This paper delves into the intricate tapestry woven between public spending and inclusive growth within developing economies, deploying a nuanced multidimensional framework. Moving beyond singular metrics, the author constructs a robust proxy for inclusive growth encompassing critical drivers like education attainment, healthcare access, income equality, and environmental sustainability. This composite measure, meticulously crafted through principal component analysis (PCA), provides a holistic lens for assessing the impact of public investment on economic inclusivity.
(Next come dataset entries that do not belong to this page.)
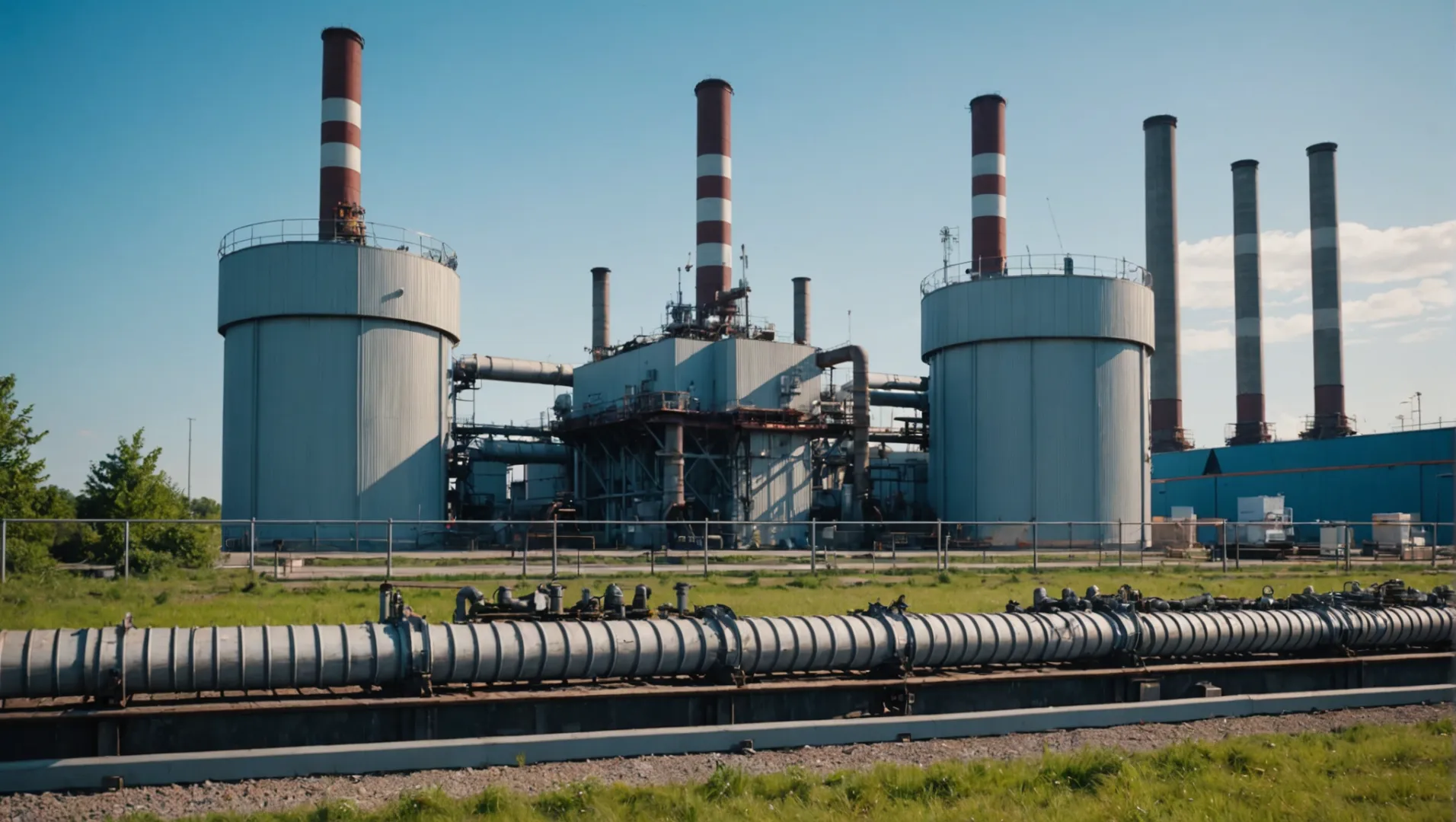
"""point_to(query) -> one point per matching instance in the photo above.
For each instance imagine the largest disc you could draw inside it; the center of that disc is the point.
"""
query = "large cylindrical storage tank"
(335, 380)
(1039, 403)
Employing robust econometric techniques such as generalized method of moments (GMM), the analysis unveils the intricate dance between the allocation of public resources and the various dimensions of inclusive growth. Key findings illuminate the positive synergies between targeted investments in education, healthcare, and public goods, and their contributions to fostering inclusivity. Education investments empower individuals with knowledge and skills, unlocking avenues for upward mobility and poverty reduction. Similarly, robust healthcare systems contribute to improved health outcomes, enhancing workforce participation and productivity. Investing in public goods lays the foundation for a flourishing economy, ensuring environmental sustainability and creating an equitable playing field for all.
On the other hand, the analysis also highlights potential obstacles on the path to inclusive growth. High unemployment rates emerge as a sever one of the Obstacles, casting a long shadow on economic opportunity and exacerbating pre-existing inequalities. This finding underscores the necessity of policies that not only stimulate economic growth but also actively promote job creation and labour market inclusion.